Entropy estimates for a family of expanding maps of the circle

In this paper we consider the family of circle maps $f_{k,\alpha,\epsilon}:\mathbb{S}^1\rightarrow \mathbb{S}^1$ which when written mod 1 are of the form $f_{k,\alpha,\epsilon}: x \mapsto k x + \alpha + \epsilon \sin(2\pi x)$, where the parameter $\alpha$ ranges in $\mathbb{S}^1$ and $k\geq 2.$ We prove that for small $\epsilon$ the average over $\alpha$ of the entropy of $f_{k,\alpha,\epsilon}$ with respect to the natural absolutely continuous measure is smaller than $\int_0^1 \log|Df_{k,0,\epsilon}(x)|dx,$ while the maximum with respect to $\alpha$ is larger.
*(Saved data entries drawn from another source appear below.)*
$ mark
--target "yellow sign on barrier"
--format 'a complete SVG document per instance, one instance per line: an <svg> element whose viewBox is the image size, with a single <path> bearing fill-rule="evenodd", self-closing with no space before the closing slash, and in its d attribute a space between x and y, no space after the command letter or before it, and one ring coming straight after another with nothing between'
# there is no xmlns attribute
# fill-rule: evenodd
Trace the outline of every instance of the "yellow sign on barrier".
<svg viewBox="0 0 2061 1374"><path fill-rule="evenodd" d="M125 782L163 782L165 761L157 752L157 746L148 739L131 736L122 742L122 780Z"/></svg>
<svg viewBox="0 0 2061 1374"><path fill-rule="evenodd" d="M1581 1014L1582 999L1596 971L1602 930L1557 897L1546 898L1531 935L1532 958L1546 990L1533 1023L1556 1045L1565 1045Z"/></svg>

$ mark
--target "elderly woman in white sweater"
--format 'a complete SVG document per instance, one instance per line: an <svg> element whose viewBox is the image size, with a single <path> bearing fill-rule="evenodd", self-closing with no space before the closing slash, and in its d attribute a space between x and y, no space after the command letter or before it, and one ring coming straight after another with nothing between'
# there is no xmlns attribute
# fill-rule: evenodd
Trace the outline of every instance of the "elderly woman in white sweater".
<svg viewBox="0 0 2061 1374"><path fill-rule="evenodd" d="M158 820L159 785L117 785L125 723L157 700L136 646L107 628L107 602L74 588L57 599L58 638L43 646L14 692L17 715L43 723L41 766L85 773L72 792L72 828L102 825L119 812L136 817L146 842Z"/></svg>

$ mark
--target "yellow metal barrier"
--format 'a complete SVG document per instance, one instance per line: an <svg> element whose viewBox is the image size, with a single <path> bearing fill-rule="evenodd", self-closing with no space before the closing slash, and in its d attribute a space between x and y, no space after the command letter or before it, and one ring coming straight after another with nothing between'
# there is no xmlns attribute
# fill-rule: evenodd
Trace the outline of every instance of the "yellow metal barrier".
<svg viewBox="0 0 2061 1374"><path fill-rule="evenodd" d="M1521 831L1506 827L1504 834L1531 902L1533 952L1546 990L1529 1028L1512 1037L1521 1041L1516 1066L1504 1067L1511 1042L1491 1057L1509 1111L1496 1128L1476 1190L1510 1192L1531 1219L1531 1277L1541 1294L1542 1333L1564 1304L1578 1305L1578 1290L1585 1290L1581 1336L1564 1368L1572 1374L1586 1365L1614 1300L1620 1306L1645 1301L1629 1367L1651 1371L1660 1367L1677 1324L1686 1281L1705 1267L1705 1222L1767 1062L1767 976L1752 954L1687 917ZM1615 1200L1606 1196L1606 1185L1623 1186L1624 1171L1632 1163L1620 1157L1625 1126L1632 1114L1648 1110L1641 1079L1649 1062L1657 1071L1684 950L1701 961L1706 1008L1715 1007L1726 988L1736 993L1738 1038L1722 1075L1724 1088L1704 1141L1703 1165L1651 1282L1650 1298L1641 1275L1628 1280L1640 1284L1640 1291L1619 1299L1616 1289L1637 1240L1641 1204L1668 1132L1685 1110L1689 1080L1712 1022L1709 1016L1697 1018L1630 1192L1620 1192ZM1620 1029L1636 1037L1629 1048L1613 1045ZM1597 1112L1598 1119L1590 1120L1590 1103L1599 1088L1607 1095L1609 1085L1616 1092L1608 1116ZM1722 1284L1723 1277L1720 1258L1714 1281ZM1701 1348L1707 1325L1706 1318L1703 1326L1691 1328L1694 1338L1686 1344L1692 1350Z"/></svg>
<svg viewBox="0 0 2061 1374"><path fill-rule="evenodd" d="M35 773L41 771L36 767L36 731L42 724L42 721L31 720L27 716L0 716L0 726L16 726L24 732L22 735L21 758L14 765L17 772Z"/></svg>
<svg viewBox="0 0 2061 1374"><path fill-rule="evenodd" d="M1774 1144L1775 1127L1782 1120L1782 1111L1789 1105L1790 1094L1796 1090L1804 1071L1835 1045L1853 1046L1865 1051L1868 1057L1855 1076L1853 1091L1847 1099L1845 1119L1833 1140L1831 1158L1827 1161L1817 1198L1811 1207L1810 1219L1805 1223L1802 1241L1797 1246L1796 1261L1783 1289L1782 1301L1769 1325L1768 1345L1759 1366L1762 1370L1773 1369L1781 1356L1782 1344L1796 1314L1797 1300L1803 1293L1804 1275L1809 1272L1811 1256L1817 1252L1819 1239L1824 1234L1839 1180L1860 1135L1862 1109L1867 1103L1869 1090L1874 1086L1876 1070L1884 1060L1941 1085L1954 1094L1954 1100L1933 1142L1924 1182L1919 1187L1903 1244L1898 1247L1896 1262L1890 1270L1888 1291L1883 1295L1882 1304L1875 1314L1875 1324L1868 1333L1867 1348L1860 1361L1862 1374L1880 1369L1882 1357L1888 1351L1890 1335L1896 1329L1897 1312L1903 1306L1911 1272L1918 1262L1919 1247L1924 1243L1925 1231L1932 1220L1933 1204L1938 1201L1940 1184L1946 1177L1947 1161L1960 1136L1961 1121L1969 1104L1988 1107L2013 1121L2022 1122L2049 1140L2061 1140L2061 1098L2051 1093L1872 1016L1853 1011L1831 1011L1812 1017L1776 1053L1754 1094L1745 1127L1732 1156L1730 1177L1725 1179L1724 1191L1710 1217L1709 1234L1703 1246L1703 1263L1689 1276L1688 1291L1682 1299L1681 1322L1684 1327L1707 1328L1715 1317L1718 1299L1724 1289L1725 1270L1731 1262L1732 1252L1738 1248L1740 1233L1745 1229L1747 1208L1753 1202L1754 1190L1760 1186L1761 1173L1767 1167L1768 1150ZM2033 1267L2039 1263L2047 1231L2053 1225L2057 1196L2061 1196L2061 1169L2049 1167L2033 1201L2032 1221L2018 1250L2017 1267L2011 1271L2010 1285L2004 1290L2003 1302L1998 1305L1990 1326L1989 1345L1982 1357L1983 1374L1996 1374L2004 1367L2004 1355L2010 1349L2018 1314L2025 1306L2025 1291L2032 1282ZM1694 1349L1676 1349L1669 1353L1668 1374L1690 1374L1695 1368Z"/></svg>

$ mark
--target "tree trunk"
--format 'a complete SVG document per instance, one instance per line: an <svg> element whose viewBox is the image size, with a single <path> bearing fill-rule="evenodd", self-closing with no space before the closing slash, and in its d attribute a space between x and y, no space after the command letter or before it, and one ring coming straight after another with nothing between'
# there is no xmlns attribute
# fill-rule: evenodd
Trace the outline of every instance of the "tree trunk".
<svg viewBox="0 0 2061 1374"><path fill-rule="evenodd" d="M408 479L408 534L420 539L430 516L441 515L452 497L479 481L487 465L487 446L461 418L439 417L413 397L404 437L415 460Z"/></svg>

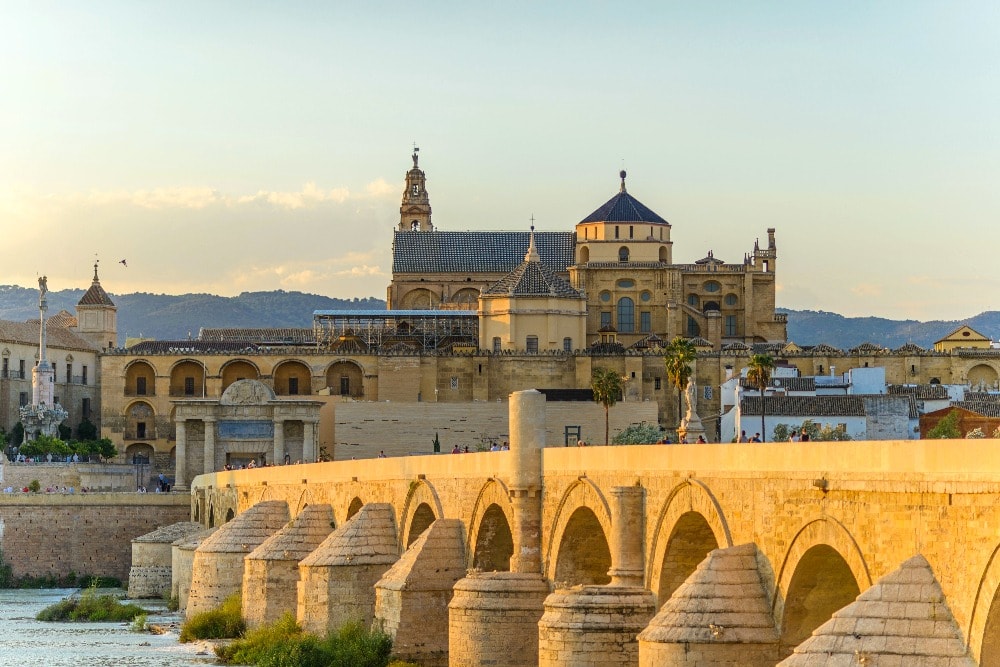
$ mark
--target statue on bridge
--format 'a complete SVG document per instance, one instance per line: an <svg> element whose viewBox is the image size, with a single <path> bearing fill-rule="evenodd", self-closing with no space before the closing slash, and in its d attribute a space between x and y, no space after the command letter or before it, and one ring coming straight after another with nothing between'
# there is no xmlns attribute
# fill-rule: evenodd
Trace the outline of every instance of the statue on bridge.
<svg viewBox="0 0 1000 667"><path fill-rule="evenodd" d="M687 411L681 419L680 426L677 427L677 436L681 443L697 442L699 438L705 438L705 426L701 423L701 417L695 408L698 385L695 384L694 378L688 378L687 387L684 388L684 399Z"/></svg>

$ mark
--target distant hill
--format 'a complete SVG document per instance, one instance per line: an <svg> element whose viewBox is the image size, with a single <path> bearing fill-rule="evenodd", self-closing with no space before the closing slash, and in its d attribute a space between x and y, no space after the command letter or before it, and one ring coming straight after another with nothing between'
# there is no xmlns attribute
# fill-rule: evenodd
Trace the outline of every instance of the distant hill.
<svg viewBox="0 0 1000 667"><path fill-rule="evenodd" d="M76 313L83 290L49 292L49 315ZM118 306L118 342L126 336L183 340L202 327L311 327L314 310L384 309L381 299L334 299L302 292L243 292L225 297L212 294L109 294ZM0 285L0 319L24 321L38 317L38 290Z"/></svg>
<svg viewBox="0 0 1000 667"><path fill-rule="evenodd" d="M49 292L49 315L76 312L83 290ZM180 340L197 336L202 327L310 327L314 310L384 309L382 299L334 299L303 292L244 292L225 297L212 294L112 294L118 305L118 340L146 336ZM788 339L799 345L827 343L849 349L871 342L896 348L908 342L930 348L961 324L985 336L1000 339L1000 312L980 313L964 320L889 320L882 317L844 317L816 310L789 310ZM38 317L38 290L0 285L0 319L21 321Z"/></svg>

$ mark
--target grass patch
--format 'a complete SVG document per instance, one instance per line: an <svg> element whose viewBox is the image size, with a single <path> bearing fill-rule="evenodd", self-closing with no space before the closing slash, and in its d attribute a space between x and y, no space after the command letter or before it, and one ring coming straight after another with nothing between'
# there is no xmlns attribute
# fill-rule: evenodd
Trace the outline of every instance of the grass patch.
<svg viewBox="0 0 1000 667"><path fill-rule="evenodd" d="M325 638L307 634L286 613L274 625L215 649L223 664L254 667L388 667L392 638L348 623ZM405 664L405 663L401 663Z"/></svg>
<svg viewBox="0 0 1000 667"><path fill-rule="evenodd" d="M149 620L149 616L146 614L139 614L132 619L132 625L128 626L128 629L132 632L145 632L146 622Z"/></svg>
<svg viewBox="0 0 1000 667"><path fill-rule="evenodd" d="M98 595L88 588L79 596L63 598L38 612L39 621L133 621L146 610L136 604L122 604L115 595Z"/></svg>
<svg viewBox="0 0 1000 667"><path fill-rule="evenodd" d="M181 642L198 639L234 639L246 630L239 593L233 593L215 609L195 614L181 626Z"/></svg>

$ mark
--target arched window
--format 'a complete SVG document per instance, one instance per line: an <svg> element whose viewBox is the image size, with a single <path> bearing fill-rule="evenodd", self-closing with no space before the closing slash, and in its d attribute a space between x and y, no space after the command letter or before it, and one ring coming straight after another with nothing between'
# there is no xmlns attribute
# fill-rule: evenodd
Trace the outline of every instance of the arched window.
<svg viewBox="0 0 1000 667"><path fill-rule="evenodd" d="M694 318L691 317L690 315L688 315L687 330L688 330L687 331L688 338L694 338L695 336L701 335L701 327L698 326L698 323L695 322Z"/></svg>
<svg viewBox="0 0 1000 667"><path fill-rule="evenodd" d="M619 262L628 261L628 248L626 248L625 246L618 248L618 261Z"/></svg>
<svg viewBox="0 0 1000 667"><path fill-rule="evenodd" d="M500 345L501 345L501 343L500 343L500 336L494 336L493 337L493 354L500 354L500 350L501 350Z"/></svg>
<svg viewBox="0 0 1000 667"><path fill-rule="evenodd" d="M627 296L618 299L618 332L635 331L635 302Z"/></svg>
In the case of the average the difference is of order of $\epsilon^{2k+2}.$ This result is in contrast to families of expanding Blaschke products depending on rotations where the averages are equal and for which the inequality for averages goes in the other direction when the expanding property does not hold, see [4]. A striking fact for both results is that the maximum of the entropies is greater than or equal to $\int_0^1 \log|Df_{k,0,\epsilon}(x)|dx$. These results should also be compared with [3], where similar questions are considered for a family of diffeomorphisms of the two sphere.